Je n’ai pas la prétention d’être l’historien qu’il faudrait pour établir tous ces faits avérés. J’y vais avec mes souvenirs de «militant engagé» depuis déjà plusieurs années. Cette réflexion pourra être comparée à ce qui s’est accumulé de l’histoire orale de la classe ouvrière au Québec.
Durant les années cinquante, il y a eu au Québec deux grèves majeures dans des mines exploitées pour des investisseurs étrangers. Celle de Murdochville, moins connue et dont le nom lui-même est celui du patron de l’époque, et celle de l’Amiante qui a laissé des traces que l’on sous-estime dans les évocations de la Révolution dite tranquille ces années-ci. Comme si le fameux modèle québécois était né de la cohabitation « tranquille » des salariés ou des ouvriers avec le pouvoir d’un Jean Lesage «progressiste» et « courageux » qui les aurait compris.

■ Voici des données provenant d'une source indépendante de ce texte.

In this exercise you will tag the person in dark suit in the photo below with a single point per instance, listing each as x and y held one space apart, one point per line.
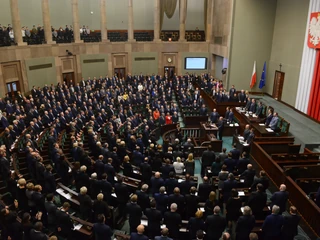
122 193
36 234
85 204
139 234
161 199
164 235
257 201
135 213
51 209
192 202
208 157
280 198
154 220
248 175
290 225
214 116
143 197
204 189
220 126
171 183
173 221
64 222
195 224
263 179
272 225
245 224
101 230
156 183
243 163
215 224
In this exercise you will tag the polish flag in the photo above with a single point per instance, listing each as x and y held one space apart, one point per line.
253 76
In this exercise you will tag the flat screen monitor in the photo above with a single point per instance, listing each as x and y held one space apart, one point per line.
195 63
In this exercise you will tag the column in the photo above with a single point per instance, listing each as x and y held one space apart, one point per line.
130 22
209 20
75 19
46 22
103 21
183 15
156 21
15 18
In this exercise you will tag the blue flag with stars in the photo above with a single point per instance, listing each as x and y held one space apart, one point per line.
262 82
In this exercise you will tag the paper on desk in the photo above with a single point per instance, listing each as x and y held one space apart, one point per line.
144 222
77 227
241 194
269 130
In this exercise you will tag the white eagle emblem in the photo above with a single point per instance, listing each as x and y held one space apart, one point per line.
314 30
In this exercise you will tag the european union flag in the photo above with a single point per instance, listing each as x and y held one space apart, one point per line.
262 82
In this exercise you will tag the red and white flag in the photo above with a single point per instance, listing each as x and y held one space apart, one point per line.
253 76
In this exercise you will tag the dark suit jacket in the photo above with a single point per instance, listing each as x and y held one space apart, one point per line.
173 221
102 231
244 227
280 199
35 235
290 225
215 225
272 226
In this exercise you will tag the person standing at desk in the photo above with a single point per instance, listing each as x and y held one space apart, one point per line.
220 126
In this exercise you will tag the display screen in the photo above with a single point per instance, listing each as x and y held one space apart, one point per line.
197 63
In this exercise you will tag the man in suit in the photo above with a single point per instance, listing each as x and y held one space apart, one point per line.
243 163
215 224
122 193
257 201
143 197
135 213
173 221
36 233
280 198
214 116
156 183
274 122
246 132
204 189
248 175
51 209
245 224
101 230
290 225
263 179
164 235
154 220
272 225
64 222
220 126
139 234
208 157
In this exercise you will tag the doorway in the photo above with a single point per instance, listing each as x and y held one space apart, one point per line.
68 78
169 71
120 72
13 88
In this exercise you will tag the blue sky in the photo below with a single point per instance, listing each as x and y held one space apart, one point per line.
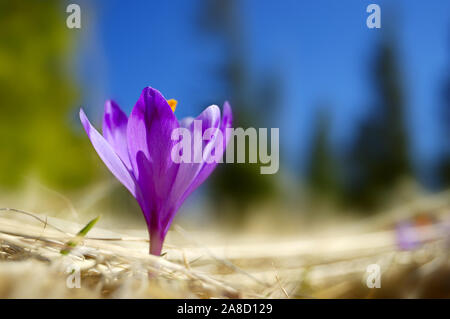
321 51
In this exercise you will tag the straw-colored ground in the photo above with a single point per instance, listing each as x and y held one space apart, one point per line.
199 265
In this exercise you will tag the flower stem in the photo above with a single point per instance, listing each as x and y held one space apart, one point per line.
156 243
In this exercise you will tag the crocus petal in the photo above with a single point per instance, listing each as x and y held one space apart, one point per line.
149 131
115 130
208 168
191 176
108 155
210 118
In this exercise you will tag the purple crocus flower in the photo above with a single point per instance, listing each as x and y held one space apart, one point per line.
137 150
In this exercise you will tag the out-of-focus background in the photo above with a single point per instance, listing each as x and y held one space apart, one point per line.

La grève de l’amiante a opposé les ouvriers de Thetford à la police de Duplessis. Il reste des images dont j’ai un souvenir très vif du geste d’un lancement de pierre par un ouvrier en direction d’un policier armé de ce type de mitraillette que l’on voit encore dans les films de l’affrontement entre la pègre et les forces de l’ordre de l’époque de la prohibition. Cette grève a démontré à la population que le régime de Duplessis avait des faiblesses : celle du mépris n’en était pas la moindre. Celle de l’arrogance et de la soumission au patronat a fait déborder le vase.
Cette grève a divisé le Québec. Les grévistes avaient l’appui de la population. En sont les preuves éloquentes ces camions de nourriture et de matériel qui arrivaient à Thetford par convois. La puissance même de l’Église a été ébranlée : un certain Mgr Charbonneau a pris fait et cause pour les ouvriers. La légende populaire veut que Duplessis ait lui-même demandé au Vatican de le débarrasser de cet ecclésiastique encombrant. Une pièce de théâtre, où le grand comédien québécois Jean Duceppe joue Duplessis, met en scène une confrontation verbale du Chef avec Mgr Charbonneau.

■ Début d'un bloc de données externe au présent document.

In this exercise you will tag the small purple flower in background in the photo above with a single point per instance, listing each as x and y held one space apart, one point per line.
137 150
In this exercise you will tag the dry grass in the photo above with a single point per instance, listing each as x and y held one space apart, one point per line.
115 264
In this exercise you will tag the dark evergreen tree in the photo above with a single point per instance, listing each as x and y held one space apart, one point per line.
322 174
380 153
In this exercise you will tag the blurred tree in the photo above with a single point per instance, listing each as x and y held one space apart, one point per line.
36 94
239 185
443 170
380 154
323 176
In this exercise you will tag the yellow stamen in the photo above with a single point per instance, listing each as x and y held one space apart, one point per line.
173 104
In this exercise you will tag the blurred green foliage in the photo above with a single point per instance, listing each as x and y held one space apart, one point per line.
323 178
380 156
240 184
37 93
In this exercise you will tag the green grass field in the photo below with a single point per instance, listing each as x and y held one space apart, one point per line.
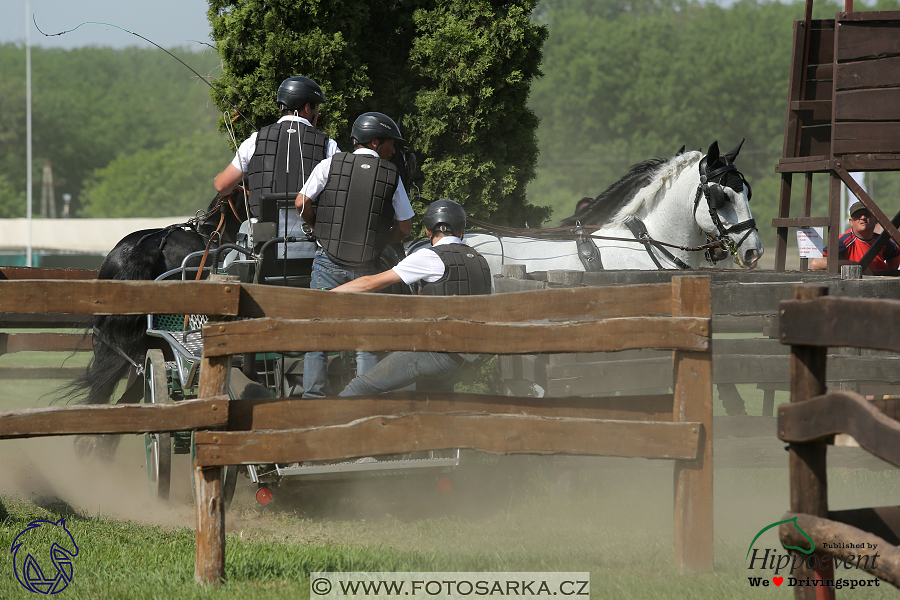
611 518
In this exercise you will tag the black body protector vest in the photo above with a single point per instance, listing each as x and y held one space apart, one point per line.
354 212
465 272
284 157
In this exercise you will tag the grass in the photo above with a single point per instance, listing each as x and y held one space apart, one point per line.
506 516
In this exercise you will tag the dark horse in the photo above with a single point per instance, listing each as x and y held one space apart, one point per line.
142 255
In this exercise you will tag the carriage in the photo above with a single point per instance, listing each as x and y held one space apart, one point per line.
171 373
656 197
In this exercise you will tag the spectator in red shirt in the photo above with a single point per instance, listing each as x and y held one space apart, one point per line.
857 240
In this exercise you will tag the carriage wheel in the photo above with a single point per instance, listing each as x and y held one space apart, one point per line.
158 446
229 479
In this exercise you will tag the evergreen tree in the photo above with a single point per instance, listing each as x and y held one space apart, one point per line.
454 74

Mais l’histoire occultée ne se limite pas aux chicanes du haut clergé avec Duplessis. J’ai eu la chance de tomber sur un exemplaire d’un tiré à part de la revue Cité Libre de l’époque. On y retrouve les contributions d’intellectuels de la période et leurs préoccupations politiques.
Les ouvriers de Thetford affrontaient une compagnie étrangère dont la direction était composée d’anglophones. Ils rageaient avec raison contre leurs conditions de travail et les salaires de misère qu’on leur offrait. Pour ne pas parler de ce dont on fera la preuve plus tard : les ouvriers étaient ni plus ni moins qu’envoyés à une mort atroce empoisonnés par la poussière d’amiante.

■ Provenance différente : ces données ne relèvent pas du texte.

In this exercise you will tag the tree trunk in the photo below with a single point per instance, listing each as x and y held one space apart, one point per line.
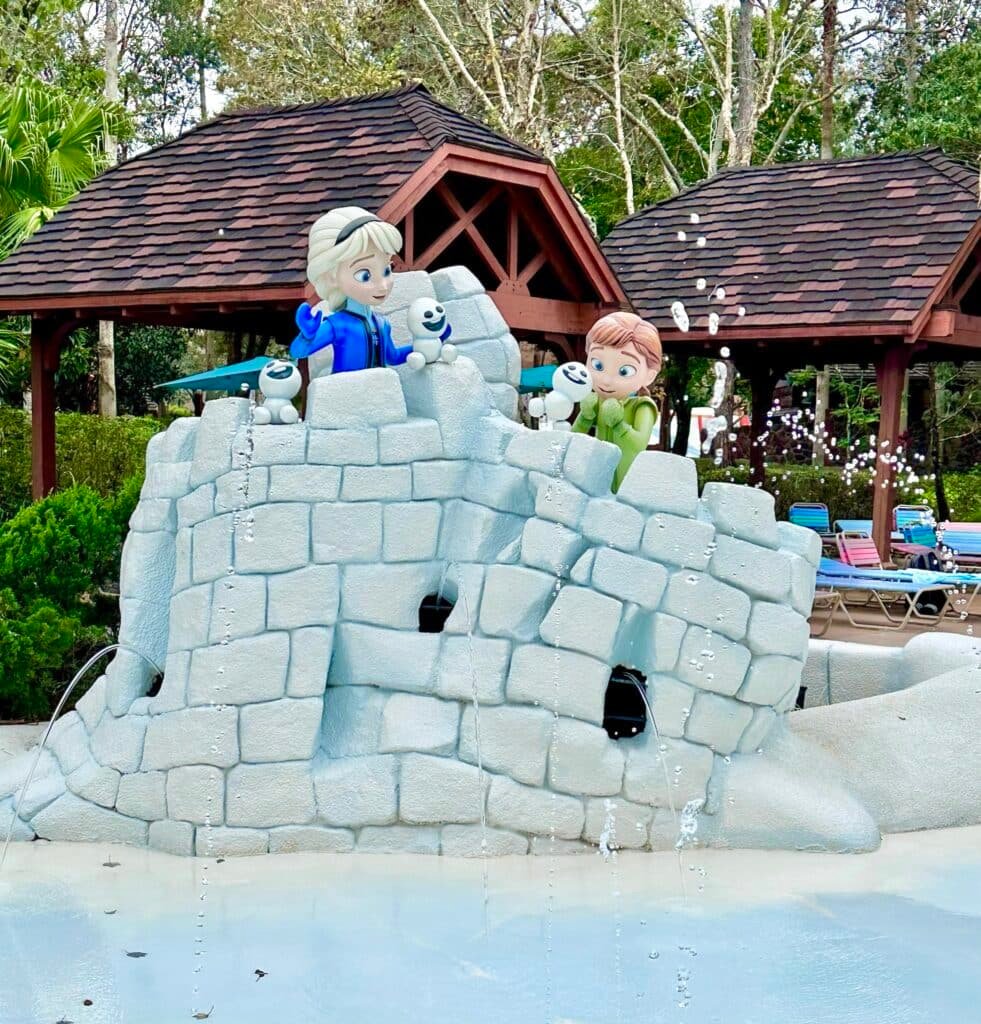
828 45
107 339
762 379
682 408
664 432
745 87
935 444
909 45
202 81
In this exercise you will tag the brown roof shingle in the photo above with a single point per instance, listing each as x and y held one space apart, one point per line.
228 204
842 242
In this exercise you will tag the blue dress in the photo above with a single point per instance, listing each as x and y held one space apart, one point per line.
360 338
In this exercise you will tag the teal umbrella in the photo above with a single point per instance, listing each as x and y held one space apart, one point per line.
221 378
537 379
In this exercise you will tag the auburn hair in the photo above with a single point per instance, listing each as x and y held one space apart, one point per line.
617 330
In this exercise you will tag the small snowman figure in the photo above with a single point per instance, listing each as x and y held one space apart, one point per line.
570 383
429 330
280 383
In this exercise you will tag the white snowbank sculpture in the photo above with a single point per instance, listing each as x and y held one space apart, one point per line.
278 571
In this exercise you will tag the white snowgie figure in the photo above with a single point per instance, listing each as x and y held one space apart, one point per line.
570 383
429 330
280 383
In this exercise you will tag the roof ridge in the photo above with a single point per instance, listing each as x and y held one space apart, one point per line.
249 112
922 154
962 165
439 107
434 139
834 161
226 116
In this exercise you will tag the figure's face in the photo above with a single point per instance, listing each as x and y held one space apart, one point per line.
571 379
280 379
426 316
368 279
617 373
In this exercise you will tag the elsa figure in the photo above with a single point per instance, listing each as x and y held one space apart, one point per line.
349 263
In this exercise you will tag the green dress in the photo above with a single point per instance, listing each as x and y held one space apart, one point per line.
631 435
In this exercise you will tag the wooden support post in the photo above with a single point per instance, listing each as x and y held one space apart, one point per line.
890 373
45 343
762 379
822 394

Il est fréquent d’entendre aujourd’hui qu’il existerait de «bons salaires» avec de « bonnes jobs » alors que l’inflation gruge depuis des années tous les salaires. La précarité des emplois salariés s’étend comme de la gangrène. Le pouvoir d’achat, qui sert à vendre les illusoires «baisses de taxes», s’effrite et l’écart entre riches et pauvres augmente alors qu’on appelle encore aux concessions et à la patience envers le régime capitaliste dont l’appauvrissement est la marque de commerce pour la population salariée. Et on nous parle de «relance», de «prospérité promise» mais jamais concédée sinon aux riches constructeurs de gratte-ciels. C’est sans doute ce dont on parle maintenant, comme d’une légende urbaine, que « les syndicats ont été utiles, mais qu’ils ne le seraient plus maintenant ».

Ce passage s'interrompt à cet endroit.